INTEROP - Network access control isn't cooked yet

Scanning PCs before they are allowed network access is technology that will take another two years before it is mature, according to speakers at an Interop session Monday.

Even SSL VPN vendors that already supply a version of this endpoint-checking software acknowledge it has a way to go before it is fully featured and flexible, network executives were told at the SSL VPN Day session.

"It's relatively early in the development of that technology," says Reggie Best, vice president of marketing for AEP Networks, which makes SSL VPN equipment. "There's a lot of work that needs to be done on that."

This endpoint scanning technology is part of a broader trend toward network access control (NAC) -- security architectures that check whether computers trying to gain access to networks meet corporate security requirements. These requirements can range from having a personal firewall installed, to having a properly patched operating system, to having antivirus software running in conjunction with an updated virus signature library.

The best known efforts in this area are from Cisco (called network admission control or NAC), Microsoft (network access protection or NAP) and Trusted Computing Group (trusted network connect or TNC). "Here's a prediction," says Joel Snyder, senior partner in technology consulting firm Opus One and a member of Network World's Clear Choice Alliance, who ran the Interop SSL VPN Day, "endpoint checking won't ultimately be in the VPN box. It will be in a NAC box. There will be just a thin layer of endpoint checking [in the SSL VPN gateway] that punts off to policies that are defined on a different box."

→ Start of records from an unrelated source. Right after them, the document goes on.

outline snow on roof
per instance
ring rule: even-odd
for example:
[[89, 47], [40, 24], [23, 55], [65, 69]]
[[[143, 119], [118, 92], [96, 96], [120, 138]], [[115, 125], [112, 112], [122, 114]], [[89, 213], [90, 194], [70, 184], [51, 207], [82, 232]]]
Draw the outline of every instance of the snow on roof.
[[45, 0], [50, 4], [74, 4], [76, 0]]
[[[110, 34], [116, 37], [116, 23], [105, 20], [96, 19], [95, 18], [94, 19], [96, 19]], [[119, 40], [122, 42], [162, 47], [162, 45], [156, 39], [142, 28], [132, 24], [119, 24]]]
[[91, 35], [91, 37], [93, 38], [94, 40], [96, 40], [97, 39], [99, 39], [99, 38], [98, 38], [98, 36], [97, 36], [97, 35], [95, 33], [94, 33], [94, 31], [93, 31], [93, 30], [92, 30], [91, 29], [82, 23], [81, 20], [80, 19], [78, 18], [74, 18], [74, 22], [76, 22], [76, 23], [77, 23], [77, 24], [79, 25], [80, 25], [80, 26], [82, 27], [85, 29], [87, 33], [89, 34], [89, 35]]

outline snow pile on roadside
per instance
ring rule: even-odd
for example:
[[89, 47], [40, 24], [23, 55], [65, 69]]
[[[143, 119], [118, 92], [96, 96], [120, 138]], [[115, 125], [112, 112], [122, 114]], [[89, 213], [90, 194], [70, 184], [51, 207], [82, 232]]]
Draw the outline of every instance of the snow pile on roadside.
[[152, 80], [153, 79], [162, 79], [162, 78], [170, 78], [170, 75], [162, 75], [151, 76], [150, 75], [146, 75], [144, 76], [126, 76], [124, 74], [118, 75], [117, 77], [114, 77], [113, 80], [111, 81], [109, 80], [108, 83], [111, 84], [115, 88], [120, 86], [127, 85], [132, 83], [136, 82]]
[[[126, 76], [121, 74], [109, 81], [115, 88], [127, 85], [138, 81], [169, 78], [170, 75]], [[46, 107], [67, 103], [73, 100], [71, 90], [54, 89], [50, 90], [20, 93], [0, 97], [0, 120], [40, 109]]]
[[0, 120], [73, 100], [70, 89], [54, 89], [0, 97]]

This makes sense, Snyder says, because NAC is properly considered part of desktop management, and central control of desktop security creates tighter controls. "You don't want desktop management plus SSL VPN desktop policy enforcement," he says.

Within 18 months to two years, NAP, NAC and TNC will establish themselves and SSL VPN vendors will defer to whichever ones prove viable and popular, he says. Meanwhile, SSL VPN vendors offer a broad range of endpoint-checking software that varies widely in its capabilities. Snyder says he thinks most vendors won't spend a lot more effort on these protections in anticipation of the separate network access initiatives.

For now, different regions of the world seem interested in different ways to carry out NAC, says Sunil Cherian, director of product management for SSL VPN vendor Array Networks. For example, North American businesses seem more likely to supplement SSL VPN-supplied endpoint checking with other means of access control for their remote users. In Asia-Pacific, that customers seem more willing to rely on the SSL VPN vendor-supplied endpoint protection.

A spokesman for Juniper Networks, who also sat on the SSL VPN panel, says endpoint checking can also control direct communications between PCs on a VPN. Policies can be set to prevent such connections if one or both PCs involved flunk the endpoint scan, says Kevin Fletcher, technical marketing engineer for Juniper.